Of course, Macquarie is at one end of the spectrum considering its capex outlook is around 50% higher than consensus estimates. It must be noted though that many brokers haven’t yet revised their capex estimates upwards after the AGM. True, the scale of RIL’s renewable energy plans is far lower than its telecom business’ mega capex. Nonetheless, the risk of overshooting capex remains.
At the AGM, chairman Mukesh Ambani said the conglomerate intends to produce 100GW solar power by 2030. Overall, the new energy plans are expected to help the firm achieve its vision of becoming net carbon zero by 2035. On the brighter side, RIL’s new energy focus should improve its environmental, social and governance scores. To be sure, it’s not only RIL’s energy plans that can weigh on the capex outlook, but also its digital ambitions. Ambani said RIL is confident of being the first to launch full-fledged 5G services. “Even though timelines for 5G auction are uncertain, (Reliance) Jio’s emphasis on 5G suggests that it may buy 5G spectrum sooner rather than later. This could drive an earlier-than expected 5G capex cycle which does not bode well for FCF/ROCE profile of the sector, but may consolidate the market further,” said analysts from Jefferies India Pvt. Ltd in a report on 24 June. ROCE is return on capital employed.
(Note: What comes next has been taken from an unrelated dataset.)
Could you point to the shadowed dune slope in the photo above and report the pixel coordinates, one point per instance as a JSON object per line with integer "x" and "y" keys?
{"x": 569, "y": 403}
BofA Securities sums it up, “The capex investments, coupled with investment in 5G, will likely push RIL away from its recently achieved zero net-debt position to a slight debt position (<1 times net debt/Ebitda).” Ebitda is earnings before interest, tax, depreciation and amortization.
High capex, by itself, isn’t seen very negatively—after all, the high initial capex in Jio has resulted in huge returns for shareholders. However, since the value of a firm is ultimately the value of its cash flows, investors were hoping that cash registers would start ringing consistently with Jio’s capex tapering off. They may now need to be prepared to wait more. High investments also depress return ratios —RIL’s return on capital last year stood at 7.5%, according to Jefferies, and will range between 7% and 8% in the next two years, the broker estimates. To be sure, while RIL shares are lately under pressure, investors can hardly complain, considering the shares have outperformed meaningfully post-covid, thanks to the firm’s large fund raising and deleveraging efforts.